(2 of 2)
These new opportunities to contribute for free--often while being paid for being at work--have empowered people to enjoy a salon life previously confined to the elite. They're pundits, reviewers, computer programmers, commentators, encyclopedists, photographers, stylists, models and wits. As Clive Thompson says in his new book, Smarter Than You Think: How Technology Is Changing Our Minds for the Better, "Before the Internet came along, most people rarely wrote anything at all for pleasure or intellectual satisfaction after graduating from high school or college." Those are the seventh and eighth reasons why I write, after "desperate for attention," "desperate for attention," "desperate for attention," "desperate for attention," "desperate for attention" and "only other option was lawyer."
The Internet, it turns out, is a bad capitalist.
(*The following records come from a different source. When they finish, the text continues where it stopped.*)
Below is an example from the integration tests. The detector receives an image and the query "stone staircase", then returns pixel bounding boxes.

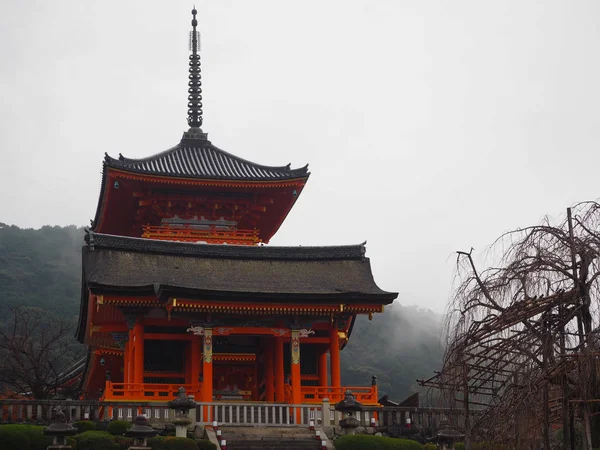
[221,426,321,450]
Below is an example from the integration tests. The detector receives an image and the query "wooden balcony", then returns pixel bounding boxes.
[142,225,260,245]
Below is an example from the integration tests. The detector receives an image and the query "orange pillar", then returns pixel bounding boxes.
[290,330,302,405]
[265,339,275,402]
[133,319,144,383]
[190,336,200,395]
[273,337,285,403]
[318,347,327,386]
[202,328,213,404]
[123,336,131,383]
[329,323,342,388]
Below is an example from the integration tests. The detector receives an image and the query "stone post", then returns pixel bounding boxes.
[44,410,77,450]
[169,387,196,437]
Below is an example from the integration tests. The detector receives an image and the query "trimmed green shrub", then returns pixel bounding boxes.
[114,436,133,450]
[0,425,76,450]
[148,436,198,450]
[332,434,423,450]
[75,431,121,450]
[73,420,96,433]
[106,420,133,436]
[196,440,217,450]
[0,425,29,450]
[21,425,52,450]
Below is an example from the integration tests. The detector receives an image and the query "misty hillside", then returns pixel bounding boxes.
[0,222,442,400]
[341,302,443,401]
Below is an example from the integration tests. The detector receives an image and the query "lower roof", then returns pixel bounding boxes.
[80,232,398,340]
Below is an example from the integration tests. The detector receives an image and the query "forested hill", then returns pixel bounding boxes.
[0,222,442,400]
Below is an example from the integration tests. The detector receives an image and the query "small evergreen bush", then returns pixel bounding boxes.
[0,425,75,450]
[73,420,96,434]
[114,436,133,450]
[148,436,198,450]
[75,431,121,450]
[0,425,29,450]
[332,434,423,450]
[106,420,133,436]
[196,440,217,450]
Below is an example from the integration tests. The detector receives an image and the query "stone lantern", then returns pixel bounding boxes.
[169,387,196,437]
[44,410,77,450]
[125,415,158,450]
[437,421,464,450]
[335,389,363,434]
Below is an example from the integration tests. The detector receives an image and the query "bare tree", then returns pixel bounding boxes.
[0,307,82,399]
[423,202,600,450]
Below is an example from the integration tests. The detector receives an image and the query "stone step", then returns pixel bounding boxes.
[221,426,321,450]
[227,440,321,450]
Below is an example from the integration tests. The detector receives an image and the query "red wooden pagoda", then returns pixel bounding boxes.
[77,10,397,404]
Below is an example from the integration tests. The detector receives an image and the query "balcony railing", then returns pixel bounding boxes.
[142,225,260,245]
[300,386,379,405]
[0,395,482,430]
[102,381,200,402]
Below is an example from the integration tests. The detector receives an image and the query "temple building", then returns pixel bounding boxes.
[77,10,397,404]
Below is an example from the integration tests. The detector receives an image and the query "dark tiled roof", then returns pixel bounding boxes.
[85,231,365,261]
[104,135,310,181]
[77,233,398,339]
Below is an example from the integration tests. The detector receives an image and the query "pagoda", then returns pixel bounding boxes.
[77,9,397,404]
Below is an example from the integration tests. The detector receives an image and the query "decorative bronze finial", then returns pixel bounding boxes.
[188,6,202,128]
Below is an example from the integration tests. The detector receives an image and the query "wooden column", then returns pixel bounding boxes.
[190,336,201,391]
[123,334,131,383]
[265,339,275,402]
[202,327,213,402]
[273,337,285,403]
[329,323,342,387]
[318,346,327,386]
[290,329,302,405]
[133,319,144,383]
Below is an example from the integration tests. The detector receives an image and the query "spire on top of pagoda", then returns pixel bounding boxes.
[188,6,202,133]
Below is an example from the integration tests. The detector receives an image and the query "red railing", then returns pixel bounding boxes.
[102,381,378,405]
[102,381,200,402]
[142,225,260,245]
[300,386,379,405]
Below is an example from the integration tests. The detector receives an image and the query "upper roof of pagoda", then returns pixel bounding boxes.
[104,132,310,181]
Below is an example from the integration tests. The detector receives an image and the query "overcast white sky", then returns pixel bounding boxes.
[0,0,600,311]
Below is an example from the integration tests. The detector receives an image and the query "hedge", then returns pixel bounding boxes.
[333,434,423,450]
[148,436,198,450]
[0,425,75,450]
[0,425,216,450]
[75,431,121,450]
[106,420,133,436]
[73,420,96,433]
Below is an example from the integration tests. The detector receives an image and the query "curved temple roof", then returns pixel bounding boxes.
[104,133,310,181]
[78,232,398,339]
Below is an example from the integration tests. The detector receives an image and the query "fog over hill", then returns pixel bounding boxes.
[0,222,442,400]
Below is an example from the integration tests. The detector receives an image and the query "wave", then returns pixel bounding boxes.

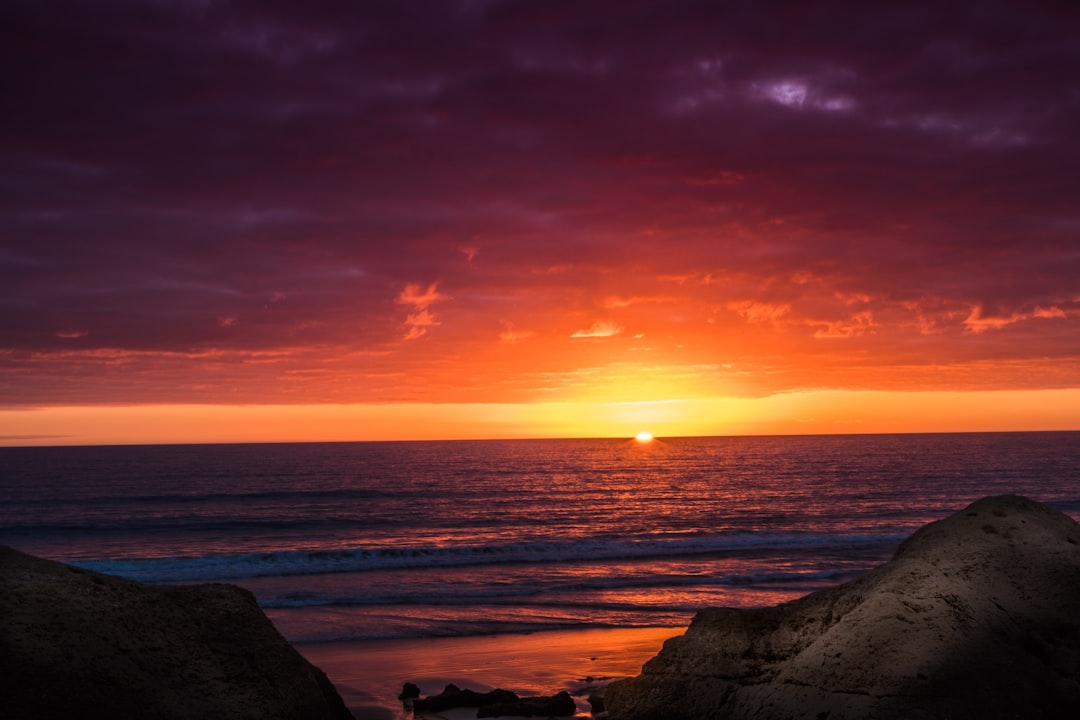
[258,569,863,612]
[75,532,904,583]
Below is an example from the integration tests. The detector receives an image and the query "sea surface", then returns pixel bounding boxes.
[0,433,1080,642]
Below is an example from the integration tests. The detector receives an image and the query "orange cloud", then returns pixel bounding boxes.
[570,320,622,338]
[963,305,1066,335]
[397,283,450,340]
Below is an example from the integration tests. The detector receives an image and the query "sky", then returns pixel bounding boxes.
[0,0,1080,445]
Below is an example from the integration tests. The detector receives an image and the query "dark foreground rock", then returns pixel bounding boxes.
[0,546,352,720]
[412,682,518,712]
[605,495,1080,720]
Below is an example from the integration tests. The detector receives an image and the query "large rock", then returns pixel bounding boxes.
[0,546,352,720]
[605,495,1080,720]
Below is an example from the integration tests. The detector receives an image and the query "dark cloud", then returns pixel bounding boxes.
[0,0,1080,402]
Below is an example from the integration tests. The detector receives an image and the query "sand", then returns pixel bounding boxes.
[296,627,686,720]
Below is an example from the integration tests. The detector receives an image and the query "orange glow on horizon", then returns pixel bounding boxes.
[0,390,1080,446]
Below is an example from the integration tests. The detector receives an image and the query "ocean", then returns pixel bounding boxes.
[0,432,1080,642]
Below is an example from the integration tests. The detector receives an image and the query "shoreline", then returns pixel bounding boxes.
[294,627,686,720]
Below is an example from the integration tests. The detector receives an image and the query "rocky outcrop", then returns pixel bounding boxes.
[410,682,578,718]
[476,691,578,718]
[0,546,352,720]
[605,495,1080,720]
[412,682,518,714]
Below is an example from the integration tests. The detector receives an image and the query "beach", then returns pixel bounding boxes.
[296,627,685,720]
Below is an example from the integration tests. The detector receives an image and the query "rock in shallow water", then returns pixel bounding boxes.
[605,495,1080,720]
[0,546,352,720]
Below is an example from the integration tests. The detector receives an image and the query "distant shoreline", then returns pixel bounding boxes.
[293,627,686,720]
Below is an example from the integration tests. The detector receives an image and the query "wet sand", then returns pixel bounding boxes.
[296,627,685,720]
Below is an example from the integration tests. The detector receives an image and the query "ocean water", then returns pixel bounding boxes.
[0,433,1080,641]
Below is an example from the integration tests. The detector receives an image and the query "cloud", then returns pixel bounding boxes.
[570,320,622,338]
[808,310,877,338]
[727,300,792,325]
[397,283,451,310]
[499,321,536,345]
[396,283,450,340]
[963,305,1067,335]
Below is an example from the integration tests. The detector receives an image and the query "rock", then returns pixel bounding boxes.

And it's shrinking the 1% down to the people who do things that are so awful, no one will do them for free: investment banking, consulting, petroleum engineering, using a Bloomberg terminal and being friends with Vladimir Putin.
We've got to stop this domino effect by getting people to go back to playing dominoes. And talking in person. And pickling, knitting, crafting, making moonshine and--basically we need to find a way to move everyone to Brooklyn. Because if we don't make ourselves stop wasting our time, the economy is going to be in real trouble.